By Admin | 21/09/2017 | 5 Comments
Every cell in nature carries a rich surface coat of glycans, its glycocalyx, which constitutes the cell's interface with its environment. In eukaryotes, the glycocalyx is composed of glycolipids, glycoproteins, and proteoglycans, the compositions of which vary among different tissues and cell types. Many of the linear and branched glycans on cell surface glycoproteins and glycolipids of vertebrates are terminated with sialic acids, nine-carbon sugars with a carboxylic acid, a glycerol side-chain, and an N-acyl group that, along with their display at the outmost end of cell surface glycans, provide for varied molecular interactions. Among their functions, sialic acids regulate cell-cell interactions, modulate the activities of their glycoprotein and glycolipid scaffolds as well as other cell surface molecules, and are receptors for pathogens and toxins. In the brain, two families of sialoglycans are of particular interest: gangliosides and polysialic acid. Gangliosides, sialylated glycosphingolipids, are the most abundant sialoglycans of nerve cells. Mouse genetic studies and human disorders of ganglioside metabolism implicate gangliosides in axon-myelin interactions, axon stability, axon regeneration, and the modulation of nerve cell excitability. Polysialic acid is a unique homopolymer that reaches >90 sialic acid residues attached to select glycoproteins, especially the neural cell adhesion molecule in the brain. Molecular, cellular, and genetic studies implicate polysialic acid in the control of cell-cell and cell-matrix interactions, intermolecular interactions at cell surfaces, and interactions with other molecules in the cellular environment. Polysialic acid is essential for appropriate brain development, and polymorphisms in the human genes responsible for polysialic acid biosynthesis are associated with psychiatric disorders including schizophrenia, autism, and bipolar disorder. Polysialic acid also appears to play a role in adult brain plasticity, including regeneration. Together, vertebrate brain sialoglycans are key regulatory components that contribute to proper development, maintenance, and health of the nervous system.
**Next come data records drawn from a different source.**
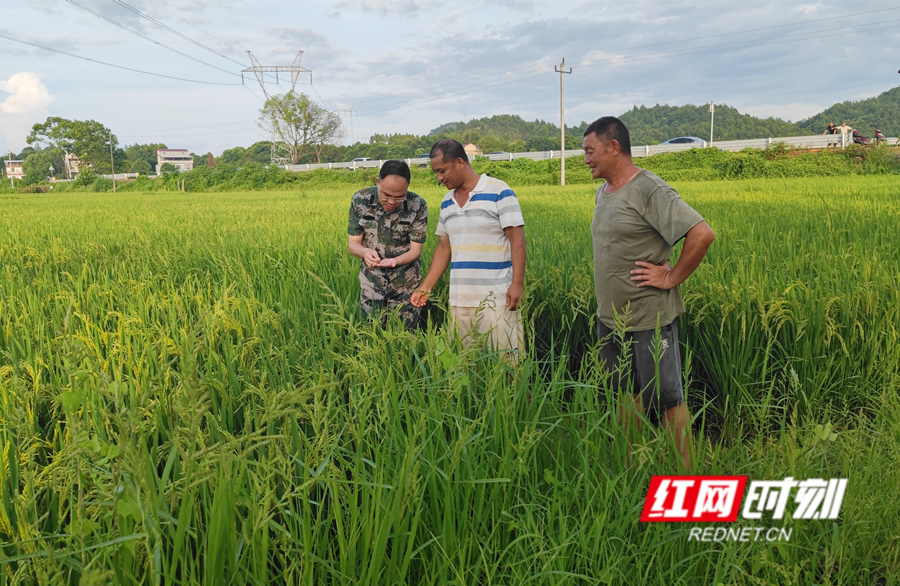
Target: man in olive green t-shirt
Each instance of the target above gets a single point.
(637, 220)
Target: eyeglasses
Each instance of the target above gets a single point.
(399, 199)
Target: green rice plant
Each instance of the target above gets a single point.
(189, 395)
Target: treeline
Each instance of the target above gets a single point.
(691, 165)
(881, 112)
(648, 125)
(660, 123)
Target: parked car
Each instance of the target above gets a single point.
(684, 140)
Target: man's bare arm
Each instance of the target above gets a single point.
(439, 263)
(696, 243)
(516, 236)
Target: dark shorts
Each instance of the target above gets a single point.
(639, 374)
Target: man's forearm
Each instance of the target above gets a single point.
(410, 255)
(519, 255)
(696, 243)
(357, 249)
(439, 263)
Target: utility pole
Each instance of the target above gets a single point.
(562, 122)
(351, 111)
(112, 162)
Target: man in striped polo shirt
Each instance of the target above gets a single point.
(482, 239)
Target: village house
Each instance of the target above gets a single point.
(178, 158)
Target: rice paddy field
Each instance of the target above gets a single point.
(189, 395)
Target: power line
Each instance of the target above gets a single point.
(634, 58)
(175, 32)
(680, 41)
(52, 50)
(195, 134)
(192, 127)
(740, 44)
(264, 22)
(145, 37)
(160, 6)
(754, 30)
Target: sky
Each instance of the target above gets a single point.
(169, 71)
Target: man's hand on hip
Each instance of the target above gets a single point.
(420, 297)
(371, 258)
(514, 295)
(651, 275)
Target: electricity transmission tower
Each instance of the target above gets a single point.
(562, 121)
(280, 151)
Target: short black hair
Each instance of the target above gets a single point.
(611, 128)
(448, 148)
(394, 167)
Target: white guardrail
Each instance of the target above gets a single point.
(798, 142)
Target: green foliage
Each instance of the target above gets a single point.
(142, 152)
(85, 178)
(660, 123)
(189, 395)
(300, 124)
(139, 166)
(87, 139)
(882, 112)
(37, 165)
(691, 165)
(260, 152)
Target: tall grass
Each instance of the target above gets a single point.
(189, 395)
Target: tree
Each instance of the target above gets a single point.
(37, 165)
(87, 139)
(145, 152)
(300, 124)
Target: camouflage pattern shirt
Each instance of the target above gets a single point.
(390, 234)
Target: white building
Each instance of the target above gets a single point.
(73, 165)
(14, 169)
(178, 158)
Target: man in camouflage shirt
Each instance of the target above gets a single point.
(387, 228)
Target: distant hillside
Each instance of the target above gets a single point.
(660, 123)
(508, 130)
(881, 112)
(647, 126)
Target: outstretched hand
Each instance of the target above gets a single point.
(371, 258)
(420, 297)
(651, 275)
(387, 263)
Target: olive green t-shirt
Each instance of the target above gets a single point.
(643, 220)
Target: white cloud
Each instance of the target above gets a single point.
(794, 112)
(26, 104)
(27, 94)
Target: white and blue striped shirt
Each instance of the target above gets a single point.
(481, 260)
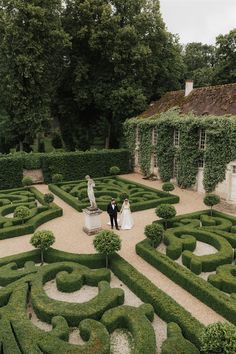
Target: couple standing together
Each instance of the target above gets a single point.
(126, 220)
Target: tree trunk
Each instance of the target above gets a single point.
(106, 261)
(41, 253)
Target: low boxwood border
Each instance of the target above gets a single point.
(195, 285)
(164, 306)
(30, 226)
(166, 198)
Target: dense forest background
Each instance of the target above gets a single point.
(77, 69)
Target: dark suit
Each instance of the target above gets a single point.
(112, 210)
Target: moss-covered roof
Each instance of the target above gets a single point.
(213, 100)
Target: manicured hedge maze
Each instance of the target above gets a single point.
(11, 226)
(141, 197)
(22, 288)
(180, 240)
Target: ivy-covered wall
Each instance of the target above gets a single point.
(219, 151)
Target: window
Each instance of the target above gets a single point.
(154, 136)
(202, 139)
(201, 163)
(154, 160)
(175, 168)
(176, 137)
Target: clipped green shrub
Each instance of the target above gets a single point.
(211, 200)
(168, 187)
(48, 198)
(57, 178)
(155, 233)
(114, 170)
(176, 343)
(107, 243)
(22, 212)
(219, 338)
(42, 239)
(123, 196)
(166, 212)
(27, 181)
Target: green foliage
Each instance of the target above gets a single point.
(29, 73)
(131, 69)
(166, 212)
(220, 148)
(48, 198)
(184, 227)
(21, 212)
(11, 172)
(42, 239)
(27, 181)
(168, 187)
(225, 68)
(114, 170)
(199, 60)
(211, 200)
(176, 343)
(141, 197)
(155, 233)
(13, 198)
(57, 178)
(75, 165)
(219, 338)
(107, 243)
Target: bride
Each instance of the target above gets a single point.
(126, 219)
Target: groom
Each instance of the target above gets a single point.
(112, 210)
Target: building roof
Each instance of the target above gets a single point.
(213, 100)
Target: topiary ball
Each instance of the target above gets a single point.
(155, 233)
(114, 170)
(21, 212)
(168, 187)
(48, 198)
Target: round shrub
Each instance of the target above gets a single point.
(168, 187)
(123, 196)
(219, 338)
(48, 198)
(27, 181)
(42, 239)
(166, 212)
(22, 212)
(107, 243)
(57, 178)
(211, 200)
(114, 170)
(155, 233)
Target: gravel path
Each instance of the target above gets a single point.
(71, 238)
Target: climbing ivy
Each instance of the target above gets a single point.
(220, 145)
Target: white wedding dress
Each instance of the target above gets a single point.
(126, 219)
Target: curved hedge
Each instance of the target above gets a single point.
(11, 199)
(24, 284)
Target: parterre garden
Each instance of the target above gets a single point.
(23, 296)
(13, 224)
(141, 197)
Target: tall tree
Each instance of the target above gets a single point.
(32, 42)
(225, 69)
(199, 60)
(121, 57)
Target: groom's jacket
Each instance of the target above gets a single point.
(112, 211)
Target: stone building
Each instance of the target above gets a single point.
(213, 101)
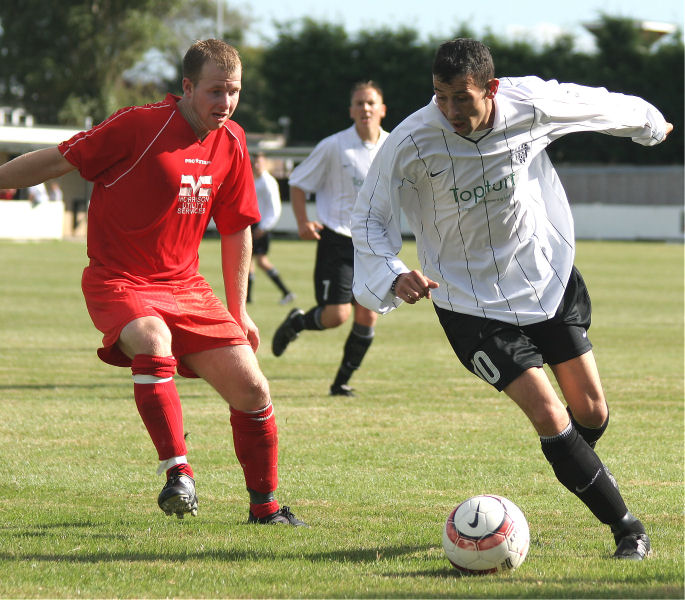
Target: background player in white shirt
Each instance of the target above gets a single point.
(495, 241)
(269, 201)
(334, 171)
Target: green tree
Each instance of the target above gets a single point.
(62, 61)
(308, 70)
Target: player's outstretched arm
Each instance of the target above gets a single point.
(33, 168)
(413, 286)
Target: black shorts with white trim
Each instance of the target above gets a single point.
(499, 352)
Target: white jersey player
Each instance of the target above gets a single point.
(496, 246)
(335, 171)
(269, 202)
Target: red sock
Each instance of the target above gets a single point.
(158, 403)
(255, 439)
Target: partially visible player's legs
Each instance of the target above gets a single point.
(272, 272)
(317, 318)
(582, 389)
(332, 287)
(575, 463)
(356, 346)
(147, 341)
(234, 372)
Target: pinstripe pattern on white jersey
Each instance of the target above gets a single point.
(491, 219)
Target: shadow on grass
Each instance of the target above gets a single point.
(361, 556)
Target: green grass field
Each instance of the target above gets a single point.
(374, 475)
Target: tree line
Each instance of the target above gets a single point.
(63, 62)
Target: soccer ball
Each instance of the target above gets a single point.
(486, 534)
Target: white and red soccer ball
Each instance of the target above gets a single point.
(486, 534)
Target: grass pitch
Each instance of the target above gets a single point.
(375, 475)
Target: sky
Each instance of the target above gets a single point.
(537, 20)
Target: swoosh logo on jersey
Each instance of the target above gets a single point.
(475, 521)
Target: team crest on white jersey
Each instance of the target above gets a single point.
(521, 153)
(194, 194)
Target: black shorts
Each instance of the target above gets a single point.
(499, 352)
(260, 247)
(334, 270)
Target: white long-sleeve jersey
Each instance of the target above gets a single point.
(335, 171)
(268, 200)
(491, 218)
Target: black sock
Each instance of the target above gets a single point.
(276, 278)
(581, 471)
(356, 346)
(312, 319)
(590, 434)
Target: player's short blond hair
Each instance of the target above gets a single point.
(223, 55)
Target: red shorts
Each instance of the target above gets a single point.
(195, 316)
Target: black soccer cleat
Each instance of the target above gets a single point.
(282, 516)
(632, 542)
(286, 332)
(634, 546)
(178, 495)
(341, 390)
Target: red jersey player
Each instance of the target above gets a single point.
(160, 172)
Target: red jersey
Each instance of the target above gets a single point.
(156, 185)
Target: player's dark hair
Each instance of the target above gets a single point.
(463, 57)
(362, 85)
(223, 55)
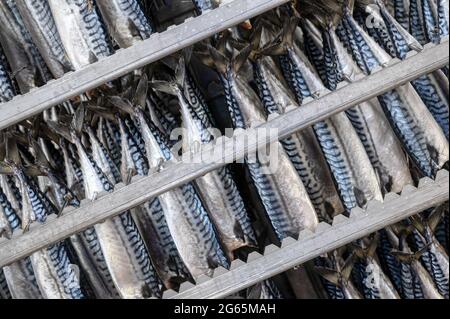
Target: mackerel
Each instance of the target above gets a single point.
(126, 22)
(38, 19)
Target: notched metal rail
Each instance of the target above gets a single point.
(310, 245)
(225, 150)
(124, 61)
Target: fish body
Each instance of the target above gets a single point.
(6, 88)
(167, 261)
(19, 278)
(302, 147)
(187, 219)
(126, 21)
(26, 63)
(217, 189)
(122, 246)
(81, 31)
(283, 194)
(38, 19)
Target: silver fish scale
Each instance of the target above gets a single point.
(141, 254)
(6, 88)
(296, 155)
(135, 13)
(430, 22)
(203, 5)
(45, 19)
(4, 290)
(155, 212)
(198, 219)
(65, 272)
(30, 48)
(411, 287)
(95, 33)
(432, 265)
(90, 239)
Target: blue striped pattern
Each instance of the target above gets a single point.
(174, 262)
(137, 16)
(64, 270)
(6, 88)
(433, 267)
(141, 254)
(94, 31)
(4, 290)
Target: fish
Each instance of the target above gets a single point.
(38, 19)
(409, 117)
(302, 147)
(428, 87)
(123, 249)
(283, 194)
(218, 190)
(6, 87)
(81, 31)
(368, 119)
(126, 22)
(19, 280)
(340, 276)
(341, 146)
(4, 290)
(416, 281)
(187, 219)
(24, 59)
(434, 256)
(375, 283)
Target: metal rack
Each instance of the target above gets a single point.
(275, 260)
(174, 174)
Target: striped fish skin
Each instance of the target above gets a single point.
(302, 147)
(123, 248)
(6, 88)
(217, 189)
(126, 22)
(283, 194)
(379, 140)
(187, 219)
(426, 86)
(38, 19)
(408, 115)
(4, 290)
(26, 63)
(167, 261)
(19, 276)
(435, 260)
(81, 31)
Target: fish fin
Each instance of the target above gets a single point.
(329, 275)
(164, 86)
(360, 197)
(140, 98)
(78, 119)
(180, 72)
(241, 58)
(122, 104)
(220, 61)
(348, 267)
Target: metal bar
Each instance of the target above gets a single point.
(175, 174)
(124, 61)
(311, 245)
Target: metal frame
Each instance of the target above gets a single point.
(174, 174)
(124, 61)
(310, 245)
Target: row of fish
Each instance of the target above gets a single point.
(86, 146)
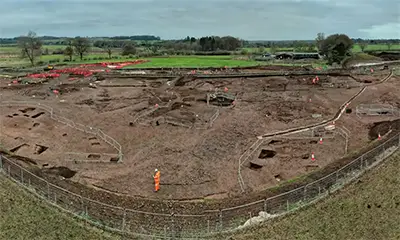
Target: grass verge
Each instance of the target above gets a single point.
(25, 217)
(367, 209)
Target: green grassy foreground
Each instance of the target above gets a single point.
(23, 217)
(367, 209)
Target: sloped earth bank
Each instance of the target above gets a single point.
(199, 207)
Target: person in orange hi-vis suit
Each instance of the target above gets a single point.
(156, 180)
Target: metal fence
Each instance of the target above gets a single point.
(183, 226)
(57, 117)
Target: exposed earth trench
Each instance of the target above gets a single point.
(208, 209)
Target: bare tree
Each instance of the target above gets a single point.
(69, 51)
(319, 40)
(81, 46)
(109, 51)
(30, 46)
(273, 49)
(363, 45)
(153, 48)
(128, 49)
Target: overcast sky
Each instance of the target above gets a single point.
(247, 19)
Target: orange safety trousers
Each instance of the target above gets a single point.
(157, 181)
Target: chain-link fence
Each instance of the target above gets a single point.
(57, 117)
(184, 226)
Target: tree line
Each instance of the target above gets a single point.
(335, 48)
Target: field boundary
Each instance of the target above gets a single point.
(86, 129)
(209, 222)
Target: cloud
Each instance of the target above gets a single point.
(248, 19)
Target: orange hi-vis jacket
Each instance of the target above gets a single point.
(157, 181)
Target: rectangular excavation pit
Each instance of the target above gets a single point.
(39, 149)
(14, 150)
(30, 109)
(265, 153)
(94, 156)
(38, 115)
(311, 167)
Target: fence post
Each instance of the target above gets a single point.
(362, 162)
(123, 220)
(82, 205)
(265, 205)
(220, 220)
(48, 190)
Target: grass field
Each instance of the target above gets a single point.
(23, 217)
(356, 48)
(368, 209)
(9, 57)
(194, 61)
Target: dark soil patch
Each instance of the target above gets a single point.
(61, 171)
(39, 149)
(27, 110)
(38, 115)
(266, 154)
(94, 156)
(274, 142)
(18, 147)
(382, 128)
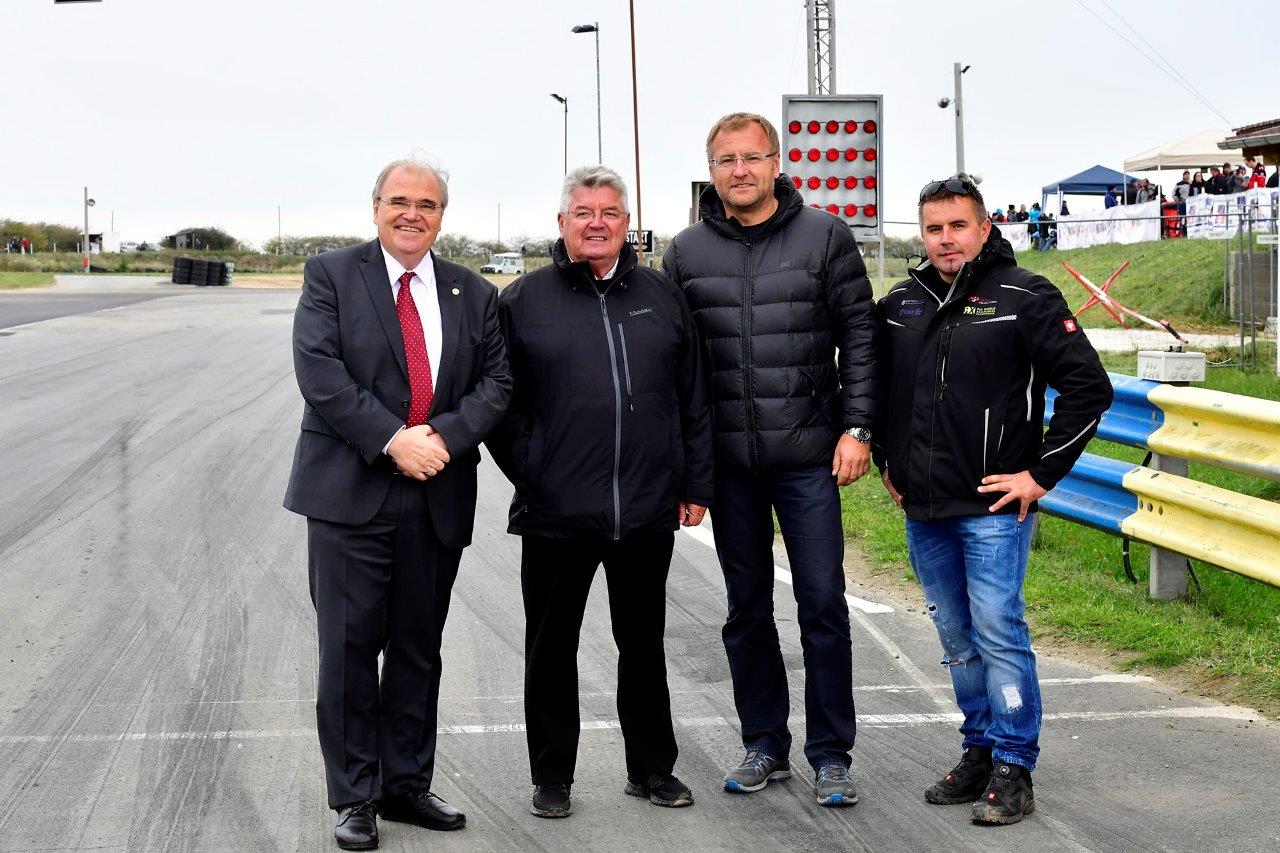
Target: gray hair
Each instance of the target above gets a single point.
(593, 177)
(416, 162)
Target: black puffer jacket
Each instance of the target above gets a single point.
(609, 424)
(964, 377)
(772, 313)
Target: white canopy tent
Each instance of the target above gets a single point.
(1194, 151)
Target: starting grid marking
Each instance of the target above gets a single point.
(868, 720)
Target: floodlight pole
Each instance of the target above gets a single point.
(959, 74)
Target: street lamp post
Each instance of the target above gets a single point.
(599, 126)
(565, 101)
(946, 101)
(635, 121)
(88, 203)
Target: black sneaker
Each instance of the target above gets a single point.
(967, 780)
(662, 789)
(1008, 797)
(551, 801)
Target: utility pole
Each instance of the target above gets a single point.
(822, 46)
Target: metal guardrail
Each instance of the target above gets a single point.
(1164, 507)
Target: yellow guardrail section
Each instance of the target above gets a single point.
(1205, 521)
(1226, 430)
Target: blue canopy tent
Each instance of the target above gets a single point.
(1093, 181)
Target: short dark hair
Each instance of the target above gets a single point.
(942, 194)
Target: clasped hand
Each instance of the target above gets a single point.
(419, 451)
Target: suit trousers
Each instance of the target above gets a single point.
(556, 576)
(379, 588)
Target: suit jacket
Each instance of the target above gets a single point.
(348, 356)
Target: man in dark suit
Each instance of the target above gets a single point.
(403, 372)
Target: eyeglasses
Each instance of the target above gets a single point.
(403, 205)
(752, 160)
(955, 186)
(586, 214)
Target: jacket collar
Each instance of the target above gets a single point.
(579, 274)
(713, 210)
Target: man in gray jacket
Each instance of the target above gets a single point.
(777, 288)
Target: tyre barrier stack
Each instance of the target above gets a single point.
(202, 272)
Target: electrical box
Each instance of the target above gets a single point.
(1171, 366)
(831, 150)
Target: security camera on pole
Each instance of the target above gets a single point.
(945, 103)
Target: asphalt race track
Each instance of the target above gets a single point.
(158, 647)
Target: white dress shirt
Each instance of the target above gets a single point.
(428, 302)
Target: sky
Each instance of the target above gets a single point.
(178, 113)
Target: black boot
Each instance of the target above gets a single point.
(965, 781)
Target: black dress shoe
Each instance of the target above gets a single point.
(357, 826)
(424, 808)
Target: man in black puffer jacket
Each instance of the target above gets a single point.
(608, 443)
(777, 288)
(970, 343)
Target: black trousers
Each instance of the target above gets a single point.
(556, 578)
(380, 587)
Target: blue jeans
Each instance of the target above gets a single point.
(972, 570)
(808, 507)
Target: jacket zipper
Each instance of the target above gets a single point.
(617, 415)
(986, 427)
(626, 366)
(748, 396)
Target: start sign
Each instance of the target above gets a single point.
(831, 150)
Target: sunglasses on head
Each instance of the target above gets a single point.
(955, 186)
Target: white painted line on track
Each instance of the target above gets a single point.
(872, 720)
(781, 574)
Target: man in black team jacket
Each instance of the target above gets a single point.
(969, 343)
(777, 288)
(608, 445)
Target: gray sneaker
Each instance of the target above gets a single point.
(757, 771)
(833, 785)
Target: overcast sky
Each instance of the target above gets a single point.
(179, 113)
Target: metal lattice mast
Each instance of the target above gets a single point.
(822, 46)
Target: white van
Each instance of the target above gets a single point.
(504, 264)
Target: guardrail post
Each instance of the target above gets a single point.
(1168, 568)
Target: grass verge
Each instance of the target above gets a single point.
(1223, 641)
(13, 281)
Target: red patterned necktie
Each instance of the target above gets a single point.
(415, 354)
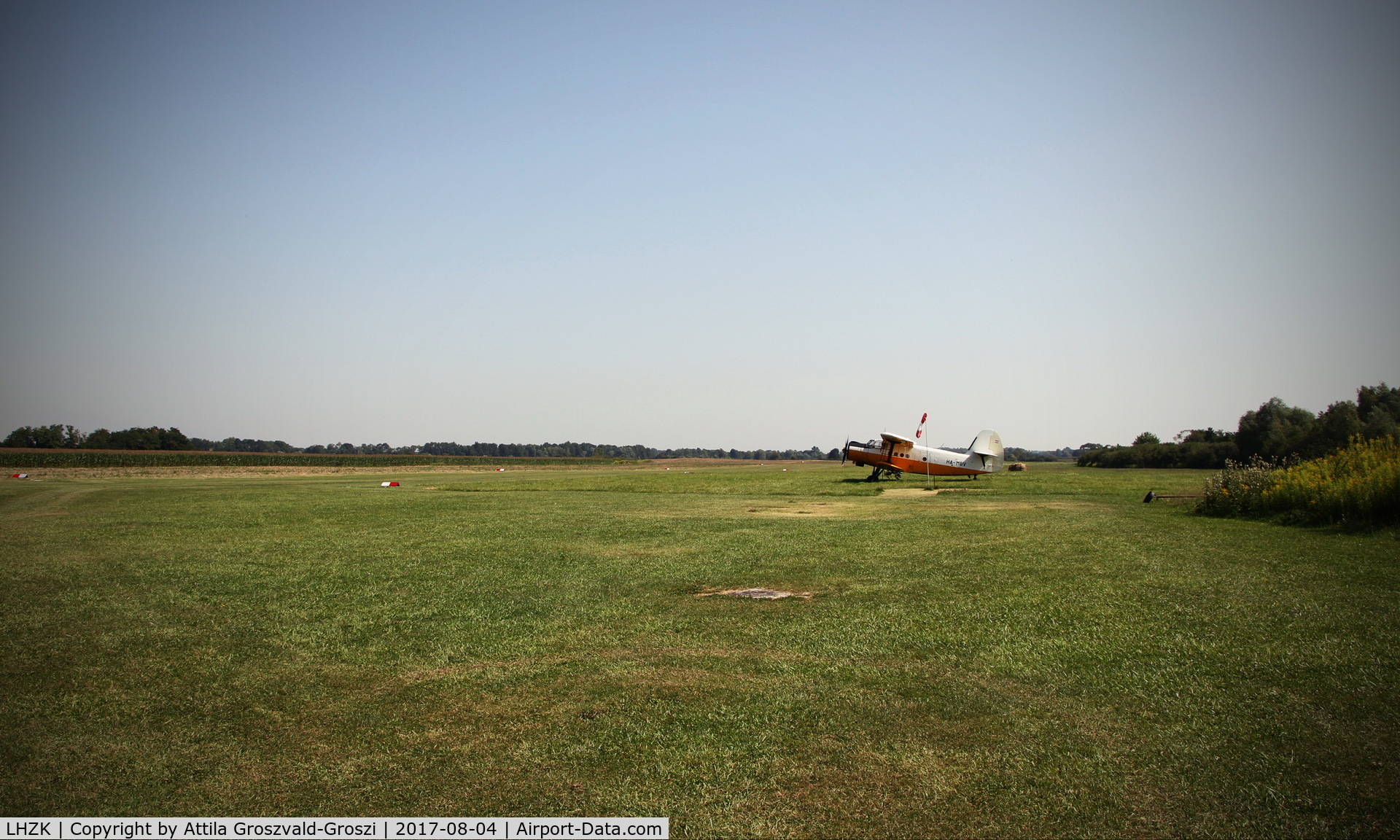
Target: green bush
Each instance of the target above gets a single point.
(1358, 485)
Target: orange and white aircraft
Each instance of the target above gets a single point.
(896, 455)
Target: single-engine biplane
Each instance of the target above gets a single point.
(895, 455)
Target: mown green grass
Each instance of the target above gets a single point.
(1030, 654)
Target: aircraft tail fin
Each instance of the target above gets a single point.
(989, 450)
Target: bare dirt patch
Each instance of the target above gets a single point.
(758, 593)
(923, 493)
(811, 508)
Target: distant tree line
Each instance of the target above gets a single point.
(68, 438)
(1276, 432)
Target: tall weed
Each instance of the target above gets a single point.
(1356, 486)
(1240, 489)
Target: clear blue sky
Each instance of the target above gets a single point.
(695, 225)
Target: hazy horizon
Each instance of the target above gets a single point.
(703, 226)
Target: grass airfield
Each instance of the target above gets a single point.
(1028, 654)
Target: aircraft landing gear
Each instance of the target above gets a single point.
(879, 472)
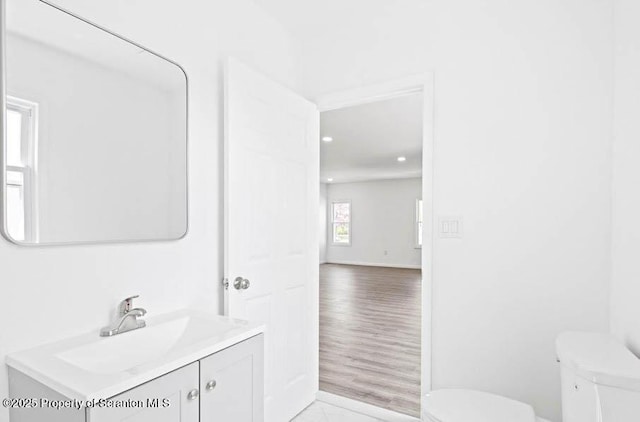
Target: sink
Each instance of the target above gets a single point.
(93, 367)
(126, 352)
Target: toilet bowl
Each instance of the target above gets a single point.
(457, 405)
(600, 382)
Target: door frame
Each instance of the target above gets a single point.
(423, 83)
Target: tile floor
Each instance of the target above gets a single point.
(324, 412)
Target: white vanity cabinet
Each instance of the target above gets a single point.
(169, 398)
(227, 385)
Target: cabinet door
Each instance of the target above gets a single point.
(231, 382)
(164, 399)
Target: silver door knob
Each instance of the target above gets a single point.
(241, 283)
(193, 394)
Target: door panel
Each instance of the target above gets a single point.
(271, 235)
(174, 387)
(232, 382)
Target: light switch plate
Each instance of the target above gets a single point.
(450, 227)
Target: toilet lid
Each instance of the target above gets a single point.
(466, 405)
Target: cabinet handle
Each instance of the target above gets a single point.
(193, 394)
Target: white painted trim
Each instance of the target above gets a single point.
(372, 93)
(375, 264)
(411, 84)
(364, 408)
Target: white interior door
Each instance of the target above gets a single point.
(271, 235)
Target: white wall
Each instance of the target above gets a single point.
(625, 291)
(522, 151)
(75, 289)
(383, 215)
(98, 180)
(322, 225)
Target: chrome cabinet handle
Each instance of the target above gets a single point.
(241, 283)
(193, 394)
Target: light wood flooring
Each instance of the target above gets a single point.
(370, 335)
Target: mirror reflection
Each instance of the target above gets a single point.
(95, 146)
Evolution has yet to generate a living cell without a dense and complex coating of sugars (513). In eukaryotes, cell surface sugars exist as glycoproteins, glycolipids, and proteoglycans, previously called complex carbohydrates but now commonly referred to as glycans (to distinguish them from dietary sugars). Invisible using standard microscopic techniques, glycans are dominant chemical and physical features of the extracellular surface of all cells, forming a deep, rich, and diverse glycocalyx (Figure 1). Glycans are the cell's interface with their outside world (159, 186, 481, 515); cell surface glycans (among other functions) mediate cell-cell recognition and regulate interactions between cells and other components in their local environment (e.g., pathogens, toxins, hormones, etc.). Evolution selected glycans to serve these roles based on their physical characteristics and structural diversity. Because they are predominantly hydrophilic and often negatively charged, glycans are hydrated and spread out in space (395). Compared with proteins, which fold in on themselves, glycans occupy much more space per unit mass and their conformations are very sensitive to even minor changes in chemical structure. Because each sugar-sugar bond can exist in two configurations (α and β), at any of multiple hydroxyls and in branched arrays, a relatively small number of fundamental building blocks (monosaccharides) combine to create a wide diversity of oligosaccharide structures. As the technologies required to determine glycan structure, expression, and function have improved, glycobiology has grown in its contributions to an enhanced understanding of physiology and pathology.